Prediction tools developed for prostate scans (positron emission tomography, PET) using one type of radioactive tracer (chemicals labeled with gallium-68) are also accurate in predicting scan findings with another tracer (a chemical labeled with fluorine-18). Our study confirms that these tools can be used to guide decisions on the timing of treatments for prostate cancer recurrence.

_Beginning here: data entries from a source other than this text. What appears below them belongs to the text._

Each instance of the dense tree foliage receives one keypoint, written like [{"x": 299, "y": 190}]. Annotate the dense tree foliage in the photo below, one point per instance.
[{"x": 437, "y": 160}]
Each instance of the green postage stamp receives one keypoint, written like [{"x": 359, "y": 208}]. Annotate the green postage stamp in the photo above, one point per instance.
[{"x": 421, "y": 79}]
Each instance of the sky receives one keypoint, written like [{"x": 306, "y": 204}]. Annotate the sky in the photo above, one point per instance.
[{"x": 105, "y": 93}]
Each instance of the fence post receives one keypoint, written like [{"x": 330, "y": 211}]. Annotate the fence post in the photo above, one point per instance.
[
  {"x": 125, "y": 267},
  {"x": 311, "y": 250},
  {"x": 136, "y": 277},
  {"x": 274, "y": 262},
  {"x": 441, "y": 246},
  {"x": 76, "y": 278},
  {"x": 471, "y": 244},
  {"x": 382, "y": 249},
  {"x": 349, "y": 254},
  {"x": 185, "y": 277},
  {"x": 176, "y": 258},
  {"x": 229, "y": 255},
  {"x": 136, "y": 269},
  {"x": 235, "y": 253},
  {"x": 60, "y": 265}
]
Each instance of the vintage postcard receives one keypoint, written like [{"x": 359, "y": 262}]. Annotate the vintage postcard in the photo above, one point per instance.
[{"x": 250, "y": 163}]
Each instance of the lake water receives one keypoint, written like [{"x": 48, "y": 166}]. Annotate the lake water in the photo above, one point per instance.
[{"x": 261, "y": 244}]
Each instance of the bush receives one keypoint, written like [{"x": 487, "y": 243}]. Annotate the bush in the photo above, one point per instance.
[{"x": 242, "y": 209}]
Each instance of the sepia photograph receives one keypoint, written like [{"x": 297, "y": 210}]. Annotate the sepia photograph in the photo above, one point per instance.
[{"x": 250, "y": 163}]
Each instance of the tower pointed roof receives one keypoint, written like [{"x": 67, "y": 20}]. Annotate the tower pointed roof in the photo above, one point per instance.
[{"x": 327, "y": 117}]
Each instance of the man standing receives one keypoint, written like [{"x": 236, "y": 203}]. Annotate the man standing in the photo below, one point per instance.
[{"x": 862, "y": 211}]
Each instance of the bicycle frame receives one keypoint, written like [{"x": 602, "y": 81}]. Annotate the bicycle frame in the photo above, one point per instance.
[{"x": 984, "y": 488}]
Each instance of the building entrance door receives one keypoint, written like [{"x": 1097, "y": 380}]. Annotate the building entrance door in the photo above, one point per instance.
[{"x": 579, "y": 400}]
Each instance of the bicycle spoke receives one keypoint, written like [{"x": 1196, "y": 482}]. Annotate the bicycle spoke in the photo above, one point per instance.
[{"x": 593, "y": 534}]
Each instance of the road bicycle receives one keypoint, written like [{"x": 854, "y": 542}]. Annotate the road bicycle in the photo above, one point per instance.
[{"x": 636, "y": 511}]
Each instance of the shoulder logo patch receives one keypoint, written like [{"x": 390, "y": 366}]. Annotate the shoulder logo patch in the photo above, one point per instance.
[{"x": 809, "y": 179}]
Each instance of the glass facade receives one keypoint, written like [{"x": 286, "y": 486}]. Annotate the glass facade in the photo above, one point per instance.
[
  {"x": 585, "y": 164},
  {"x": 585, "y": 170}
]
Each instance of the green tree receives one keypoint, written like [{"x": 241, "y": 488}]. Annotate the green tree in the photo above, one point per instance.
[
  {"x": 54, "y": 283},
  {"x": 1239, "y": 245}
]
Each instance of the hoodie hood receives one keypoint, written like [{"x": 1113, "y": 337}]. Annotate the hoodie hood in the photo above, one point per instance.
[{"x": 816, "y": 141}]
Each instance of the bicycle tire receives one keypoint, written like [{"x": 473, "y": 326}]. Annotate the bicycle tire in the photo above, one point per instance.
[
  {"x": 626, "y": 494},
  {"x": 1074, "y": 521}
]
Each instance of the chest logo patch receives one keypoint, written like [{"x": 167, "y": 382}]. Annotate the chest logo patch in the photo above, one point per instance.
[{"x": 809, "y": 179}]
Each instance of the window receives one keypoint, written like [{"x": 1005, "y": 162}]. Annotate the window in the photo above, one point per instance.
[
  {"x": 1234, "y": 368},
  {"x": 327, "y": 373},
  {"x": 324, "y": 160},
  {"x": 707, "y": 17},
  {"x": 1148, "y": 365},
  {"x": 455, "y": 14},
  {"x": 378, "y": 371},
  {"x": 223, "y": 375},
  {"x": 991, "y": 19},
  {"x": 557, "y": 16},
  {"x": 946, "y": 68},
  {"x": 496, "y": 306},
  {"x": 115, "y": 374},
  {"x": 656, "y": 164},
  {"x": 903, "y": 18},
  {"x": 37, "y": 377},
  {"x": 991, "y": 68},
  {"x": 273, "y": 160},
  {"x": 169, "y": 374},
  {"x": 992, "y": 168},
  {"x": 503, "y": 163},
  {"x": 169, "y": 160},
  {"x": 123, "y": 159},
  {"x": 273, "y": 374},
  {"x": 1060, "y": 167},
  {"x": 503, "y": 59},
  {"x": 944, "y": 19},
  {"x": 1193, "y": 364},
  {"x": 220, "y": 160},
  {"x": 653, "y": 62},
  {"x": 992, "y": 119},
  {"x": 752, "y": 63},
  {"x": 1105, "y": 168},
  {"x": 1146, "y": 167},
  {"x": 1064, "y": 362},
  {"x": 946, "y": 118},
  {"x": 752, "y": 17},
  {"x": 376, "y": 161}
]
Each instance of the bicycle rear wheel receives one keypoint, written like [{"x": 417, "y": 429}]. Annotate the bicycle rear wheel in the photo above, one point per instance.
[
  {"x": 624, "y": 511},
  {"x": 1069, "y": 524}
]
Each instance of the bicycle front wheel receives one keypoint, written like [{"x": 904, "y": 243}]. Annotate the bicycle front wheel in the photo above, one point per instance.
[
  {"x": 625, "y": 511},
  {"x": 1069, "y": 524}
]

已开发出两种列线图,用于预测前列腺癌根治术(RP)后前列腺特异性抗原升高的患者使用镓标记的前列腺特异性膜抗原(Ga-PSMA)配体进行正电子发射断层扫描(PET)/计算机断层扫描(CT)成像的结果。这些列线图量化了PSMA PET/CT检测前列腺癌复发的能力,因此在确定PSMA PET/CT指导挽救性治疗的最佳时机方面提供了关键信息。我们使用另一种配体示踪剂F-DCFPyL验证了这些列线图准确预测PET/CT结果的能力。外部验证队列由来自荷兰前列腺癌网络的157名男性组成,他们接受了F-DCFPyL PET/CT以指导RP后的挽救性治疗。劳舍尔等人的列线图(预测扫描阳性)显示准确预测率为50%-80%(辨别力0.68,95%置信区间[CI]0.59-0.76)。吕廷等人的列线图(预测前列腺窝外复发)显示,对于预测概率值在15%至65%之间的情况,预测准确,对于预测概率值在30%至50%之间的情况,有轻微高估(辨别力0.74,95%CI 0.28-1.24)。根据校准曲线、辨别结果和决策曲线分析,我们得出结论,临床医生可以使用这些基于Ga-PSMA的列线图来预测F-DCFPyL PET/CT结果。这些列线图改善了在确定启动PSMA PET/CT指导的挽救性治疗的最佳时间方面的共同决策。
为使用一种放射性示踪剂(镓-68标记的化学物质)进行前列腺扫描(正电子发射断层扫描,PET)开发的预测工具,在使用另一种示踪剂(氟-18标记的化学物质)预测扫描结果时也很准确。我们的研究证实,这些工具可用于指导前列腺癌复发治疗时机的决策。